Just typed in “comb” and got “kəʊm” for British English. I was almost sure that was wrong so I went to US English and received “koʊm” which is more like what I was expecting. Kəʊm might be acceptable for a few vernacular forms of British English but would be very strange to the majority of speakers here. I’m still learning IPA and I just wanted to flag this because otherwise this has been really useful.

Linda Reed
Linda Reed

The əʊ in /kəʊm/ is the way that Received Pronunciation has standardized the vowel sound. It sounds pretty pretentious to a lot of people though, since it isn’t how most native speakers really say it in Britain. RP is based on one particular dialect frozen in time, which is why it probably sounds a bit weird to you. Go with what your ear tells you when transcribing. Just be aware that RP will always prescribe that diphthong.

Martin
Martin

Hello, thanks a lot for this tool!
I’m guessing it might be a bit complicated to implement, because of homophonic words, but is there any plan to allow reverse transcription ie. from phonetic to english? If not does anyone know a site that does that? I’m trying to teach a Deep Learning AI to learn poetry, it understands english syntax, and approximates lines length well enough however it doesn’t seem to catch on rhymes, which is why I’m looking into this.
Thanks again

Emma
Emma

It would be very useful to have a translator from phonetics to English text. I’m studying my Phonetics course for example and don’t recognize the word in Phonetic transcription.

Linda Reed
Linda Reed

You will eventually gain that skill. You’ll have to work on understanding the sound relationships on the IPA charts and producing the sounds yourself.
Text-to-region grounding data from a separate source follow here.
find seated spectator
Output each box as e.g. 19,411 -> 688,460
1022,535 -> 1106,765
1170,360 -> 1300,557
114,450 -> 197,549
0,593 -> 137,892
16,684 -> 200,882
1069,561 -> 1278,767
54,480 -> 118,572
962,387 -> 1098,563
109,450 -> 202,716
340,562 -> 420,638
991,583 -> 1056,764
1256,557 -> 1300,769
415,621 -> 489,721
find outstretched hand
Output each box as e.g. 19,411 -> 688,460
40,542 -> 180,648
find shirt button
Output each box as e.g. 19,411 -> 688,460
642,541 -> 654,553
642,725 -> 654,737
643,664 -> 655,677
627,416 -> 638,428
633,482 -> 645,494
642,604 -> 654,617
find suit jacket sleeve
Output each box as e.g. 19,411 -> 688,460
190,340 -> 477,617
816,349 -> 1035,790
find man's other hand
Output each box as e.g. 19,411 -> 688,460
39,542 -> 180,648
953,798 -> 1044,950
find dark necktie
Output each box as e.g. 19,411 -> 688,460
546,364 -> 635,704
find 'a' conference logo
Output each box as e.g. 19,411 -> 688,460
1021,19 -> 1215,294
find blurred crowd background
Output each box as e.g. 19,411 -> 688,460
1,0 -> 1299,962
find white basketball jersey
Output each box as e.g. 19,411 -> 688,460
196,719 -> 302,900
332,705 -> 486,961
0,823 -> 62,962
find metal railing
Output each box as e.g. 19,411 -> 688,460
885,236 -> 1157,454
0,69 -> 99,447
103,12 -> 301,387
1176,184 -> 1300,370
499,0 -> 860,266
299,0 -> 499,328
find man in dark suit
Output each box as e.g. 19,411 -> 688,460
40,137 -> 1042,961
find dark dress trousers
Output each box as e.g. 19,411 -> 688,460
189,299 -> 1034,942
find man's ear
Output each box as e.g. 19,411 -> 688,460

That’s part of the challenge of all phonetics classes. In theory, you should learn to be able to see any line of phonetic transcription (from any language) and at least imagine what it would sound like, even if producing it is a challenge for you. As long as it was transcribed correctly from English, you’ll know what the English word is.

dan
dan

you’re studying phonetics and you can’t read phonetic transcriptions?? maybe you’re just a bad student?

Irene
Irene

Thank you for sharing this page! It has been very useful for me and I have taught my students the wonders of phonetics. Moreover, I would like to now if it is possible for you to add a section in which us as ESL teachers can have the possibility to review and refresh the chacarectiristics of each phoneme (e.g. labial, fricatives, voiced, voiceless, and so on). It would be fantastic since I do not have any material about it. I would appreciate it so much!